Our study showed that the number of oocytes retrieved in PPOS protocol group is less than that of GnRH-a long protocol group, however, there was no significant difference in the number of high-quality embryos, blastocysts and clinical pregnancy rate between the two group. Thus, we believe that the embryos obtained by PPOS protocol have the same developmental potential compared with GnRH-a long protocol group. Xi et al. compared the data of PPOS protocol and GnRH-a long protocol in a randomized control clinical trial, the results shown that there is no difference in the clinical pregnancy rate between the two protocols [Citation16], which is consistent with our research results.

In addition, in our study 11 patients in GnRH-a long protocol group developed severe OHSS, whereas no severe OHSS cases occurred in PPOS protocol group. This is in accordance with the previous research reports that PPOS protocol can reduce the incidence of OHSS significantly, especially for people with high response in COH [Citation17, Citation18]. The main reason is that all embryos are frozen after ovulation induction with PPOS protocol, and hormone-lowering therapy with drugs such as letrozole can be used after the oocyte retrieval in patients with a tendency of OHSS so as to avoid the occurrence of severe OHSS in PPOS protocol [Citation19, Citation20]. We think that the risk of OHSS could be lowered for GnRH-a long protocol as well as PPOS if the strategy of freezing all embryos is used in the near future.

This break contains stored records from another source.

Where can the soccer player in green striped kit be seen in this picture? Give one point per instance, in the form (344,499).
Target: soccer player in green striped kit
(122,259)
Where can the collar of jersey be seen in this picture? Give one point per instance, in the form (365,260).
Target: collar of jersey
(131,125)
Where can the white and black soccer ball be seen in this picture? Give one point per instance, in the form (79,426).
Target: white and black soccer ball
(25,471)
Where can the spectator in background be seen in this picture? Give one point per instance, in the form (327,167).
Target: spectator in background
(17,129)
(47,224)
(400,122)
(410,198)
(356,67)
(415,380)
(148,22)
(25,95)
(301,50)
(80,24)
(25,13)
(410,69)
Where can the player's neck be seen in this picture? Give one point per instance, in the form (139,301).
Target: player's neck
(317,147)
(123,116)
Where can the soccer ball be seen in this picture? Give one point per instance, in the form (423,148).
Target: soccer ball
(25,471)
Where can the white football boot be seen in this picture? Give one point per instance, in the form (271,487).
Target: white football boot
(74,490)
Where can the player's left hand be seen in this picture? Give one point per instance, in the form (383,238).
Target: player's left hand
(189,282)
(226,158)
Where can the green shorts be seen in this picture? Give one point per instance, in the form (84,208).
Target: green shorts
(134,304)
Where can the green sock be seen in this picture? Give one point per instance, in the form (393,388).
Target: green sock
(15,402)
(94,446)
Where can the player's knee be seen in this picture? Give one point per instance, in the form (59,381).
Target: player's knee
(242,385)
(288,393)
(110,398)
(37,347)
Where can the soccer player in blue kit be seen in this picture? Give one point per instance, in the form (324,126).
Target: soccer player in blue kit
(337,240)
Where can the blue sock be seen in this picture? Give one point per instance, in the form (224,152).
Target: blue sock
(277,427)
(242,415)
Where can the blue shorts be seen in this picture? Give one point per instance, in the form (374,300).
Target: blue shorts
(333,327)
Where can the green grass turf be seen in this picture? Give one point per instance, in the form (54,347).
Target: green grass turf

To sum up, oral administration route of PPOS protocol is simple, convenient and the treatment costs less for patients in ART. PPOS protocol can reduce the total Gn use dosage and duration of Gn used, there was no significant difference in clinical pregnancy rate compared with GnRH-a long protocol, and the incidence of severe OHSS was significantly reduced in PPOS protocol. So, it is worthy of clinical application of PPOS protocol in patients with normal ovarian reserve function. However, as a new ovulation induction protocol, the influence of PPOS protocol on pregnancy-related factors and the safety of offspring still need more samples and clinical practice to prove.

Disclosure statement

No potential conflict of interest was reported by the author(s).

Additional information

Funding

The study was supported by Young Scientists Fund of the National Natural Science Foundation of China (Grant No.82101726).